Some of the changes were for the worse: A fear of dying alone, wondering who will be there (if anyone) to hold my hand when my time comes, fearing not death but the all too common slow agonizing death that comes with AIDS. Wondering if I do live to retirement (I'm 48) how I'll cope then, since I won't have insurance and be able to afford medications, will the financial devastation that it might bring to me make me homeless in my old retired age.
I could go on and on, but I shan't.
Dear Love Lost:
You may be thinking how can a negative guy possibly understand what it's like to live with HIV. To a certain extent, you're right. I don't know what it's like to be on the horrible med regime necessary or to be shunned for my status, but I do know from my heart that the right guy will stick by your side. And I'm not the only one. I know plenty of guys that are either in serodiscordant relationships or open to one.
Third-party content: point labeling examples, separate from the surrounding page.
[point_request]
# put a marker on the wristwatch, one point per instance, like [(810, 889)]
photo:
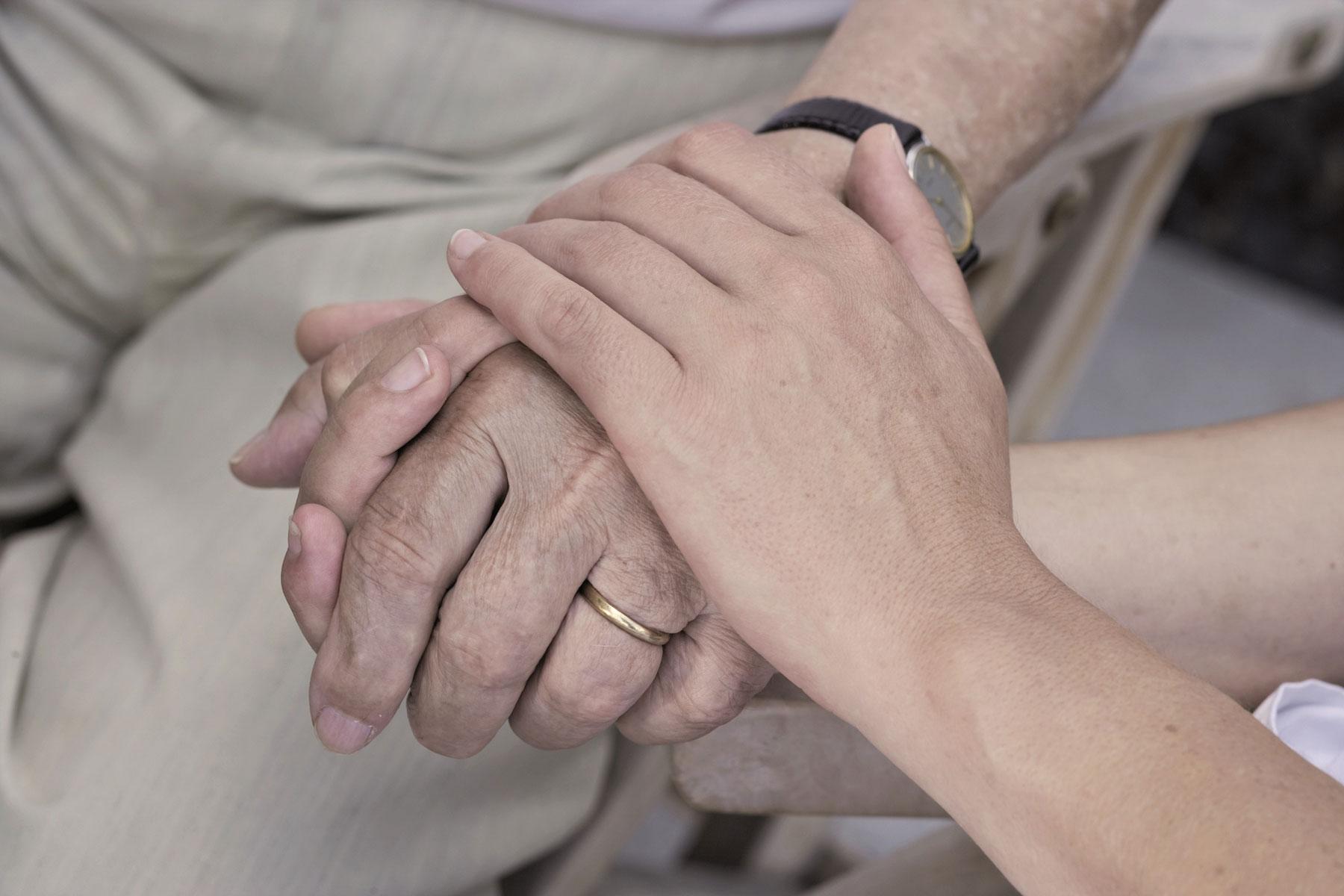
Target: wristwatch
[(933, 172)]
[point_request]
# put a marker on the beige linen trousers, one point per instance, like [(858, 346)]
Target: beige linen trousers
[(179, 181)]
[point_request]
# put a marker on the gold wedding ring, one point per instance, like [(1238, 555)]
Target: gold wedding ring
[(621, 621)]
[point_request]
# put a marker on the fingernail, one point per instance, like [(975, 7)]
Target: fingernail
[(296, 539), (465, 242), (339, 732), (238, 458), (409, 373)]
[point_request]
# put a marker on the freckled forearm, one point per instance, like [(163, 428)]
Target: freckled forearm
[(992, 84), (1222, 547)]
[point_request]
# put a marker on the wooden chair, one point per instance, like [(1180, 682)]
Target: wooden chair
[(1058, 250)]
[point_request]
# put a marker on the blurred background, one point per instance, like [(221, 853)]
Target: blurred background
[(1236, 308)]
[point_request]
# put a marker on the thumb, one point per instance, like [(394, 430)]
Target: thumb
[(324, 328), (880, 190)]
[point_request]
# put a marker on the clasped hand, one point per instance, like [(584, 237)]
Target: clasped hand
[(809, 442)]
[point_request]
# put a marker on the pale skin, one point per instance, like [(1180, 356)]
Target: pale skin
[(853, 521), (991, 84)]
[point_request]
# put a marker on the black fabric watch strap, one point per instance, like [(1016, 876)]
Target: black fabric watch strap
[(840, 117)]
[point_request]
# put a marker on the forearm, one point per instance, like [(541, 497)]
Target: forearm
[(1222, 547), (992, 84), (1081, 761)]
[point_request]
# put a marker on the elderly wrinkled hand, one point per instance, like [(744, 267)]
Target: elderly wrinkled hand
[(508, 641), (812, 413)]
I don't have to tell you that it's difficult being gay. It's even harder being gay and living with HIV. I've found that when times get hard and everyone around me seems to fit the stereotype we try so hard to dispel, I hold on to the one thing that will always be there- hope and love. And if that love doesn't surround me from the outside, I turn inside until I'm exhausted loving myself with my every breath. It may sound like a fantasy, but with a little practice it can become anyone's reality.
Unfortunately, you don't have a choice about your status, but you do have a choice when it comes to your perception of what you see in the mirror. Even if the old you seems long gone, try and make love your self and reality.